As a new member, you may feel overwhelmed and may not be that familiar with your local educational institution(s). The following is a checklist that will help you become grounded in this new territory and help you understand your new role:

  1. Objective: Understand Educational Arena
    • Tools/Strategy
    • Issues to Understand/Questions to Ask: Understand the educational systems and the terminology used.

  2. Objective: Understand Educational Institutions
    • Tools/Strategy
      • College website
      • Secondary School websites
      • College catalog
      • Tour facilities
    • Issues to Understand/Questions to Ask: Understand the different educational institutions and know who to contact for help and to assist with certain items.

  3. Objective: Understand the plan of study/program
    • Tools/Strategy
      • Meet with Department Chair for a tour of the program and to meet the faculty.
      • Review “plan of study” and ask for copy of curricula.
    • Issues to Understand/Questions to Ask: Understand the educational ladders that correspond with the industry’s career ladder. Understand the multiple entrance and exit points on the career pathway.
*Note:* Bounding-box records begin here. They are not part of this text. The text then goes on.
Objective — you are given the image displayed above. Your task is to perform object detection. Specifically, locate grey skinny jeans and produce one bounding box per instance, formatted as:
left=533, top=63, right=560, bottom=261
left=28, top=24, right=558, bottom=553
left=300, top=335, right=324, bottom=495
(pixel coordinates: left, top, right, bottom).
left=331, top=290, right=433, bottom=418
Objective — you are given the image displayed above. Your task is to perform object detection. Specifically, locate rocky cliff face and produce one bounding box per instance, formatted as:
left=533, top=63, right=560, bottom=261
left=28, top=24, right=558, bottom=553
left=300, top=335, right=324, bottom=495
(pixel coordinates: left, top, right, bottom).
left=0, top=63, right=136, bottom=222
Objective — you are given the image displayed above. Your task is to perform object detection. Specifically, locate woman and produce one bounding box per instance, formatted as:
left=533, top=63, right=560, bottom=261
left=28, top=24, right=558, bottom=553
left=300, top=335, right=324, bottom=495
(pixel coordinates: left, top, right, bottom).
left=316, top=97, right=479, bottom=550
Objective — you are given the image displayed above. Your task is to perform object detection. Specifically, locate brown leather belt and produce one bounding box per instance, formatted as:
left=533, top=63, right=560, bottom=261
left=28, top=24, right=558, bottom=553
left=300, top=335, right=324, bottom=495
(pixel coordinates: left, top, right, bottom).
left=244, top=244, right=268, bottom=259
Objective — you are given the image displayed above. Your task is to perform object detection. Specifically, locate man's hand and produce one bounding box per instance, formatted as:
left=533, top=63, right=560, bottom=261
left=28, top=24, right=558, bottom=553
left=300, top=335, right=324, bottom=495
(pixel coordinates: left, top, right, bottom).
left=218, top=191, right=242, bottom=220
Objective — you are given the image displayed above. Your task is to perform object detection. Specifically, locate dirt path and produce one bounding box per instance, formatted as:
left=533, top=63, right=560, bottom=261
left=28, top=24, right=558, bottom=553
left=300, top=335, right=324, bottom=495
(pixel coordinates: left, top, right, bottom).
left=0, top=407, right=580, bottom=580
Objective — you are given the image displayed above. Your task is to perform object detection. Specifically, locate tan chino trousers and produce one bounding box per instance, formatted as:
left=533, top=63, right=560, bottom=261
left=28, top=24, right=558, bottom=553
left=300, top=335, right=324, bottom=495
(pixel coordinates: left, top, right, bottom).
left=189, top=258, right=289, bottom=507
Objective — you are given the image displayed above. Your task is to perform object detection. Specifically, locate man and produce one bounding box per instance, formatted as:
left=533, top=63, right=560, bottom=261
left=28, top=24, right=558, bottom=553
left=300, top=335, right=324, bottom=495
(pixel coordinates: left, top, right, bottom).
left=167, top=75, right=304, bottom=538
Make sure that the curriculum represents the skills sets needed in your workers.

  4. Objective: Understand your role on the advisory committee
    • Tools/Strategy
      • Review the advisory committee guidelines (operating procedures or bylaws).
    • Issues to Understand/Questions to Ask: Know when meetings are held and understand the contribution that you can make.

Resource  Use Resource 6.1 to develop a "first things first" list.

YOUR GOAL as an advisory committee member is to make sure that the program completers have the necessary skills to succeed in the workplace.

Ways to Help

Your goal as an advisory committee member is to make sure that the program completers have the necessary skills to succeed in the workplace. There are many strategies to help reach that end goal. During your tenure as an advisory committee member, you may be involved in the following activities.

  • Assessment and counsel
    • Review Curriculum (objectives; Structure & length; Curriculum frameworks and course descriptions; Assessments; Industry credentials; Safety; and Course materials)
    • Advise on academic, technical, & employability standards.
    • Modify existing programs and/or identify new or emerging fields
    • Review student outcomes (completion rates, placement rates, & state licensing examination outcomes) for the pathway
    • Assist in surveys of local labor market needs
    • Assist in identifying state-of-the-art equipment needs
    • Assess the equipment and facilities available and make recommendations as needed

  • Assistance
    • Recruit students into the pathway
    • Serve as a student mentor
    • Provide workbased learning experiences or in-service activities for instructors
    • Open industry-based training to instructors
    • Support instructors’ memberships/participation in trade associations
    • Provide workbased learning experiences for students (simulations; laboratory experiences; field trips; internships; clinicals; paid and unpaid work experiences).
    • Teach a module or topic
    • Advise on resource needs (equipment, labs, staff qualifications, & facilities)
    • Assist in the acquisition of needed equipment and supplies.
    • Assist with placement of completers
    • Provide resources (equipment, material, facilities)
    • Share libraries of visual aids, books, and magazines

  • Promotion & advocacy
    • Interpret the career pathway to the community
    • Serve as an advocate of the career pathway
    • Seek legislative support for the career pathway
    • Present to civic groups
    • Author newspaper articles
    • Assist in raising funds for scholarships, equipment and other program needs
    • Leverage community resources and broker community partnerships

Resource  Use Resource 6.2 to determine how you can help in assessment and counseling, assistance, and promotion and advocacy.